There's no word yet on what the governance structure for Aeolus will look like, meaning that – just like just OpenStack – Aeolus will be dominated by engineers from a single company. This time it's Red Hat, which makes Aeolus look more than a little like OpenStack. The impression is not helped by the fact Aeolus is being billed by Red Hat as the free, community edition of CloudForms. CloudForms was released to a beta program – now closed – in May this year. CloudForms is Infrastructure as a Service (IaaS).

The analogy being made at Red Hat is that Aeolus is like Fedora, the Linux project led by Red Hat whose work feeds into Red Hat Linux, and whose features can often foreshadow what is coming in the next version of Red Hat's Linux disro.

Crenshaw reckoned it is natural for such a project to be led by one company while it is still spinning up. He also pointed to Red Hat's experience in running the Fedora and JBoss communities as proof of its credentials and good intentions.

"Our goal here is to build a really strong community," Crenshaw told The Reg. "It's not about Red Hat owning the leadership of every [Aeolus] project."

IBM is a key partner of Red Hat on servers and is involved in the Open Virtualization Alliance. Will IBM – not a member of OpenStack but offering to set up clouds for its customers – also participate in Aeolus? Crenshaw would not comment on IBM's participation, but said only that Red Hat is "building the community."

OpenStack inside

Crenshaw added that Aeolus is not being built in isolation from other cloud projects. He said that Red Hat is taking a best-of-breed approach, and noted that Aeolus is being built on some of OpenStack's code. The project is using code from the OpenStack cloud files to manage the indexing of applications' meta data, federate the archival storage of images and artifacts, and to federate to clouds.

There are 65 projects in Red Hat's CloudForm, on which Aeolus is based. You can see the projects that comprise Aeolus here. They cover: the configuration and running of cloud instances; a web-based UI to setup and manage clouds; the ability to install and configure Aeolus components; the ability to build images for different cloud providers; the ability to store images; and the ability to automatically install guest operating systems.
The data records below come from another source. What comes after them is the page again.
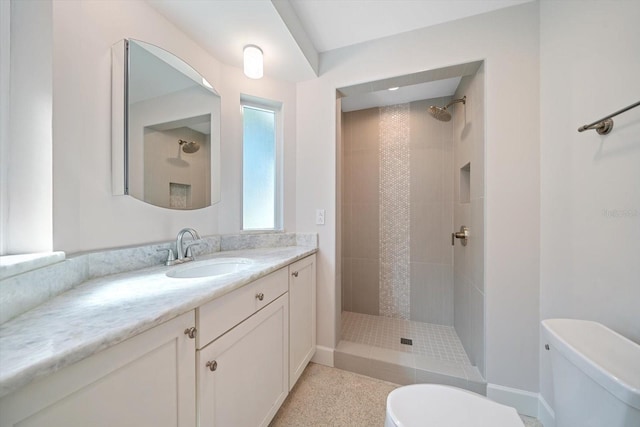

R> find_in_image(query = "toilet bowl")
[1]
[384,384,524,427]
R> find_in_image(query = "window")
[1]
[242,98,282,231]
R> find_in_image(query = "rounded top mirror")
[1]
[113,39,220,209]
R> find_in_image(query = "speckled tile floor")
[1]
[270,363,543,427]
[341,311,471,365]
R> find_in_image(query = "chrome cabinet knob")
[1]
[184,326,198,339]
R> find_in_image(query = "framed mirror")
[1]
[112,39,220,210]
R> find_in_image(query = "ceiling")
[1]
[147,0,533,107]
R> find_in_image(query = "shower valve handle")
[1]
[451,225,469,246]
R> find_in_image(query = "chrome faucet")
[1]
[176,228,202,263]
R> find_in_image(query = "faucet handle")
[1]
[156,248,176,265]
[184,240,204,260]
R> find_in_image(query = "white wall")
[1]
[296,3,539,391]
[53,0,295,252]
[0,1,53,254]
[540,1,640,414]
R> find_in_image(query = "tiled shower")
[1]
[336,62,484,392]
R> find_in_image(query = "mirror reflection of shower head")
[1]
[427,96,467,122]
[178,139,200,154]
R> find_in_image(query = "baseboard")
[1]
[538,395,556,427]
[487,384,547,418]
[311,345,333,368]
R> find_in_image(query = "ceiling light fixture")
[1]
[244,44,263,79]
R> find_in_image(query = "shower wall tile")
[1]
[348,108,380,153]
[341,257,353,311]
[351,259,380,315]
[467,286,485,375]
[410,203,447,264]
[349,203,380,260]
[379,104,410,319]
[348,149,380,203]
[411,262,453,326]
[468,198,484,292]
[341,203,353,258]
[410,148,445,203]
[452,67,485,375]
[439,202,456,267]
[453,271,475,363]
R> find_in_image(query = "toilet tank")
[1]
[542,319,640,427]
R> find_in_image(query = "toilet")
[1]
[542,319,640,427]
[384,384,524,427]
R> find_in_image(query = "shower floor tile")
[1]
[342,311,471,365]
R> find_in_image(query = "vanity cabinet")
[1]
[197,268,289,427]
[0,255,316,427]
[289,255,316,389]
[197,294,289,427]
[0,311,196,427]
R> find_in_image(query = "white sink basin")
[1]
[167,258,253,279]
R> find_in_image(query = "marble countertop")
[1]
[0,246,317,397]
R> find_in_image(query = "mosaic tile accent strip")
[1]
[379,104,411,319]
[342,311,471,366]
There is also a light-weight Ruby wrapper so that Aeolus can talk to the VMware APIs; Aeolus is partly written in Ruby.

Crenshaw explained how he hoped Aeolus would eventually work. "You create an application description, include the policies about where it should run, how it should be optimized for cost and security, then you go to a self service portal and the application is deployed to the best infrastructure – given the other policies and load on the system."

The Red Hat engineers working on Aeolus told The Reg the system is basic at the moment: composition of applications is done using a simple command line, but the UI is up for stopping and starting modules and for managing users.

The hope is that by next February, Aeolus will deliver something more like a finished product. This will mean the ability to define, run and manage an application – including sign-in, security and patch management – across multiple rather than single instances. ®

Bootnote

OpenStack community manager Stephen Spector has stepped down after less than a year. Spector, previously with Citrix, joined OpenStack to build the OpenStack community organization. He has now handed the reins over to Stefano Maffulli. Maffulli's background includes working at the Free Software Foundation, Funambol, Twitter and the FreedomBox Foundation. Spector said of his exit: "With this [OpenStack's] enormous growth comes a broad array of possible work opportunities that are unique in challenge and scope, and I have decided to move on from being your Community Manager to take up new projects within OpenStack."